Tom H.
No hard feelings here either.
I guess it comes down to just how much room a course needs around the greens to be playable for the higher handicapper. Maybe when you are considering this you should keep a few things in mind . . .
1. High handicappers very rarely miss long. The vast majority of their mishits are short, not long, especially on uphill holes. George Thomas writes about this fairly extensively.
2. Along the same lines, higher handicappers arent necessarily as directionally challenged as they are often portrayed. When they miss, the ball often doesnt travel far enough to get really seriously offline and pin high. This is why, on approaches, most hacks end up short and a little offline. This is also why your father never met a bunker that he couldnt go around. In contrast, I'll bet he has met a few he couldnt go over.

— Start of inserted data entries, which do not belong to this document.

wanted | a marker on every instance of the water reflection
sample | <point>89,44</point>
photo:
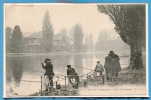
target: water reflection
<point>21,66</point>
<point>78,63</point>
<point>14,69</point>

3. Higher handicappers aren't necessarily idiots and are quite capable of figuring out that they ought to be aiming for the middle of safety, rather than taking dangerous lines to the pin.
4. Perhaps most importantly, to a high handicapper rocks aren't necessarily any worse than water, extremely high grass, trees, the ocean, or other hazardous conditions. Whether it be, hazard, lost ball, or impossible shot all are pretty much dead.
Undoubtedly, there are some greens at SE narrower than the ones pictured, but there are also quite a few that are as wide or wider. It seemed that many of these holes had a 50 + yard wide corridor of safety at the front of the greens! Looking at these photos and thinking back on the course
just how wide do the corridors have to be before they are wide enough??Granted, the greens often have serious trouble on one side . . . but at what great course is this not the case? Bob mentions CP below . . . CP has very serious trouble in close proximity to the hole on at least one side on many if not most the holes, especially the best ones. Start at 18 and work your way back and tell me when you get to a hole with the kind of forgiveness you expect at SE. How about Sand Hills? Can the hack golfer spray it 30 yards left or right of the green and not be dead? They cant at Pebble. Or how about Rustic, the poster child of forgiveness? Most of the greens have one side that is near or complete death.
Is it possible that the dimensions and the contrast have tricked you? Is it at least possible that in your limited exposure the approaches looked much tighter than they actually are?
Bob Asked:
What is about you guys that refuses to accept Huckaby's point that certain features of Stone Eagle might not be perfect? Why the reluctance to accept his precis?
From what I am reading I get the impression that we are finding the successor to Cypress Point. Please educate me, what am i missing?
I wholeheartedly accept Tom's point that certain features at Stone Eagle might not be perfect. At the same time, I disagree with him regarding whether the approaches were too tight. I guess the reason I care enough to discuss it with Tom is that after a half dozen plays I came away with the opposite impression on this particular issue.
Perhaps if we ever get past this one issue we can have a more productive discussion on some the other provoking features.